Ruby Libraries
Ruby libraries for implementing ActivityPub.
Mastodon Source
The primary reference for Ruby ActivityPub implementation.
| Property | Value |
|---|---|
| Repository | github.com/mastodon/mastodon |
| License | AGPL-3.0 |
| Key Paths | app/lib/activitypub/, app/services/ |
Notable Components
mastodon/
├── app/lib/activitypub/
│ ├── activity.rb # Base activity
│ ├── adapter.rb # JSON serialization
│ ├── linked_data_signature.rb # LD Signatures
│ └── tag_manager.rb # Object references
├── app/services/
│ ├── activitypub/
│ │ ├── process_account_service.rb
│ │ ├── process_collection_service.rb
│ │ └── fetch_remote_status_service.rb
│ └── delivery_service.rb
HTTP Signatures
# From Mastodon's request.rb
class Request
def perform
http_client.headers(
'Signature' => signature_header,
'Digest' => digest_header,
'Date' => Time.now.utc.httpdate
).public_send(@verb, @url.to_s, body: @body)
end
def signature_header
SignatureGenerator.new(@account, @verb, @url, @body).generate
end
end
http_signatures gem
HTTP Signature implementation.
| Property | Value |
|---|---|
| Repository | github.com/99designs/http-signatures-ruby |
| gem | http_signatures |
| Status | Maintenance |
Example
require 'http_signatures'
context = HttpSignatures::Context.new(
keys: { 'key-1' => HttpSignatures::Key.new(id: 'key-1', secret: private_key) },
algorithm: 'rsa-sha256',
headers: ['(request-target)', 'host', 'date', 'digest']
)
signed_headers = context.signer.sign(
method: 'POST',
path: '/inbox',
headers: request_headers
)
json-ld gem
JSON-LD processor.
| Property | Value |
|---|---|
| Repository | github.com/ruby-rdf/json-ld |
| gem | json-ld |
| Status | Active |
Example
require 'json/ld'
# Expand
expanded = JSON::LD::API.expand(document)
# Compact
compacted = JSON::LD::API.compact(
expanded,
{ "@context" => "https://www.w3.org/ns/activitystreams" }
)
webfinger gem
WebFinger client.
| Property | Value |
|---|---|
| Repository | github.com/nov/webfinger |
| gem | webfinger |
| Status | Stable |
Example
require 'webfinger'
resource = WebFinger.discover!('alice@example.com')

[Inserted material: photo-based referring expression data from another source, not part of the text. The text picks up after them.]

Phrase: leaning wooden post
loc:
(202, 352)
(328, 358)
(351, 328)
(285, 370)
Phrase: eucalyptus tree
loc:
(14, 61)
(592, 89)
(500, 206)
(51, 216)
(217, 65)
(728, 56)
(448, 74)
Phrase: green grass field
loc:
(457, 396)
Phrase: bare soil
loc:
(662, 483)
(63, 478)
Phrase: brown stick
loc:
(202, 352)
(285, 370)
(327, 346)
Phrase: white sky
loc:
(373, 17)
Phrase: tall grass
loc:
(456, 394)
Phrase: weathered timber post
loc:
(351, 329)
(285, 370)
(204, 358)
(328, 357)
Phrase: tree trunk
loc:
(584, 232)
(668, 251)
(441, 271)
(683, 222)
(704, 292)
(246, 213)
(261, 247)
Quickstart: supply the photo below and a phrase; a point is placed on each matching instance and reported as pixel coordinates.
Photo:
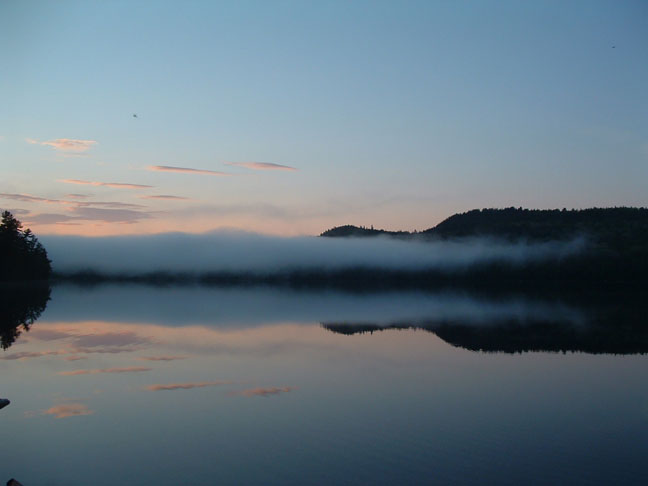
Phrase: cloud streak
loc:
(186, 386)
(186, 170)
(27, 355)
(130, 369)
(262, 166)
(266, 392)
(68, 410)
(165, 197)
(116, 185)
(161, 358)
(66, 144)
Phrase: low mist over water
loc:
(255, 253)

ap_link = resource.links.find do |link|
link['rel'] == 'self' &&
link['type'] == 'application/activity+json'
end
puts ap_link['href']
Rails Integration
Basic Controller
class ActorsController < ApplicationController
def show
@user = User.find_by!(username: params[:username])
respond_to do |format|
format.html
format.json { render json: actor_json(@user) }
end
end
private
def actor_json(user)
{
'@context' => 'https://www.w3.org/ns/activitystreams',
'type' => 'Person',
'id' => actor_url(user),
'preferredUsername' => user.username,
'inbox' => inbox_url(user),
'outbox' => outbox_url(user),
'publicKey' => {
'id' => "#{actor_url(user)}#main-key",
'owner' => actor_url(user),
'publicKeyPem' => user.public_key
}
}
end
end
Inbox Controller
class InboxController < ApplicationController
def create
verify_signature!
activity = JSON.parse(request.body.read)
case activity['type']
when 'Follow'
process_follow(activity)
when 'Undo'
process_undo(activity)
when 'Create'
process_create(activity)
end
head :accepted
end
private
def verify_signature!
# Verify HTTP Signature
end
end
Comparison
| Resource | Type | Use Case |
|---|---|---|
| Mastodon source | Reference | Learn patterns |
| http_signatures | Gem | Signing |
| json-ld | Gem | JSON-LD processing |
| webfinger | Gem | Discovery |
Recommendations
For learning: Study Mastodon's codebase.
For Rails apps: Use Mastodon patterns with gems.
For minimal implementations: Combine webfinger + http_signatures.